Alcatel SpeedTouch USB Modem - Linux Configuration : How It Works

How It Works

The SpeedTouch modem contains a processor (just like your PC, except it's an ARM processor), but it has no hard disk or Flash storage.
That means that every time it loses power, it has no idea what to do. So when you turn on your PC (which gives power to the SpeedTouch modem), the modem needs to upload the firmware - just like a PC needs to boot Linux, or Windows, or whatever.
This approach has a few benefits:
  • You can easily change what code the modem runs, simply by loading a different firmware file to the modem.
  • You don't get an "old version" from the factory, because the version your modem runs is whatever version you load to your modem.
However, there are quite a few negatives with this approach:
  • You have to load the firmware to the modem every time you reboot, and this can take up to one minute to complete... every time you switch on your PC.
  • The design is very basic; the modem will only load a microcode once. If that load fails for any reason, you will need to reboot the modem (remove it from the USB port for 5 seconds) or (possibly easier) reboot your PC.
  • Different modems need different firmware files; if a modem loads the wrong firmware, it not only won't work, it will (see above) be unable to load a new firmware to fix the problem (without rebooting it).
This can cause various failure scenarios. Not least because many Linux distributions do not understand the limitations of this device, and believe that by including the code from that they have added support for the device. SuSE and Mandrake are particularly guilty of this.
Also, the firmware itself is copyrighted by Alcatel (Thomson), and is not redistributable by free Linux distributions, so you have to obtain that yourself. (It's normally included on a CD with the modem, and if you have installed the modem onto a Windows PC, the file alcaudsl.sys should be easy to find).
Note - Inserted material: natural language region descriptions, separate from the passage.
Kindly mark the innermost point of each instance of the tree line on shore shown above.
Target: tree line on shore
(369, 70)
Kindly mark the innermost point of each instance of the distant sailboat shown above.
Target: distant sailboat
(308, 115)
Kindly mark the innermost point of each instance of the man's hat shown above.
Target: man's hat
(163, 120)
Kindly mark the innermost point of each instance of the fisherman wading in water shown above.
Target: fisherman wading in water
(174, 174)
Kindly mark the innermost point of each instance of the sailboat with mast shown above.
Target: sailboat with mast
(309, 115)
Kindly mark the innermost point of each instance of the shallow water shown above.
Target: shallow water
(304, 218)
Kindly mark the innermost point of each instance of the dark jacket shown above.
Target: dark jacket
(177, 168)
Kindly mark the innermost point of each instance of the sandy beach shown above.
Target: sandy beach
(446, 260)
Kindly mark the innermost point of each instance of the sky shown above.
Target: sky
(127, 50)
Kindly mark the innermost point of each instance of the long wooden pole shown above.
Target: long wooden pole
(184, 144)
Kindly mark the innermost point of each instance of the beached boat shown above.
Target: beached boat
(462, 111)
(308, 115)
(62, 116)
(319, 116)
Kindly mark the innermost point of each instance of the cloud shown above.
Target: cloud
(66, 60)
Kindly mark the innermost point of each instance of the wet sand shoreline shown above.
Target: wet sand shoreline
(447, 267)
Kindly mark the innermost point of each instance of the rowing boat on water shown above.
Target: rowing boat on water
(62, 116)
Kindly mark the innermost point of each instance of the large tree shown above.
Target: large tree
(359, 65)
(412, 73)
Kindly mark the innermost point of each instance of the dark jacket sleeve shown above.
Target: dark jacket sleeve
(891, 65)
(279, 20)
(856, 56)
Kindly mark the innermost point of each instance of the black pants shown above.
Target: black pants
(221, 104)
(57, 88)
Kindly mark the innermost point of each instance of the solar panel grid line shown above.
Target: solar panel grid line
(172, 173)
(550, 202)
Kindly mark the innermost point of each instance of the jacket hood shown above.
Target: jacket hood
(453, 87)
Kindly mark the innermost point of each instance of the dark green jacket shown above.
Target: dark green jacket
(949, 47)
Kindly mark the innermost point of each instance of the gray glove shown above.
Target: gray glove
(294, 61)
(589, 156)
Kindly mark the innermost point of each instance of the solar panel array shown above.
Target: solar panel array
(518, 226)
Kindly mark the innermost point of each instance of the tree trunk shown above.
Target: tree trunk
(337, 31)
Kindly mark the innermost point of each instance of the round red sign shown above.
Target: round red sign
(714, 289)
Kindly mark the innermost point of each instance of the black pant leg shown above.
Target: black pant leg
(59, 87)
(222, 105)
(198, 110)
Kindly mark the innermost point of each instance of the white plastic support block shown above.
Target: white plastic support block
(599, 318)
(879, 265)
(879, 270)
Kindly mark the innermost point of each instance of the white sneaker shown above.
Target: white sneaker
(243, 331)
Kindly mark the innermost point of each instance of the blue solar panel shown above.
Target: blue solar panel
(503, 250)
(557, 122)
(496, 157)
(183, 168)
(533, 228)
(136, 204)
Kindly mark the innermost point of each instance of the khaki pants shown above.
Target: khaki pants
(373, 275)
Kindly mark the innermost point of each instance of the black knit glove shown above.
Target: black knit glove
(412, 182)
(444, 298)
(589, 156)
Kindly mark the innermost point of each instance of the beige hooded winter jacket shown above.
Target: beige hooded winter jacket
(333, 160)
A common problem is getting an error code of 250 or 235; these both mean that a microcode has already been loaded to the modem (but, presumably, if you are running this script, that didn't do what you expected, so you have found this script as an alternative). You will need to remove the existing config which didn't work. This can often be achieved by moving the /etc/speedtouch/ directory away - eg: mv /etc/speedtouch /etc/speedtouch.broken.
In other cases, you may need to look at what other attempts you have made to configure the modem, and consult their websites for removal processes. For Mandrake/Mandriva, make sure that DrakConnect has no SpeedTouch references whatsoever.

In any case, it is strongly recommended for now (as at December 2005) to remove the SpeedTouch modem from your system when installing Linux, as many distributions currently detect the modem and install broken drivers. You are better off attaching the modem once the installation has completed, and running the script after a succesfull Linux installation.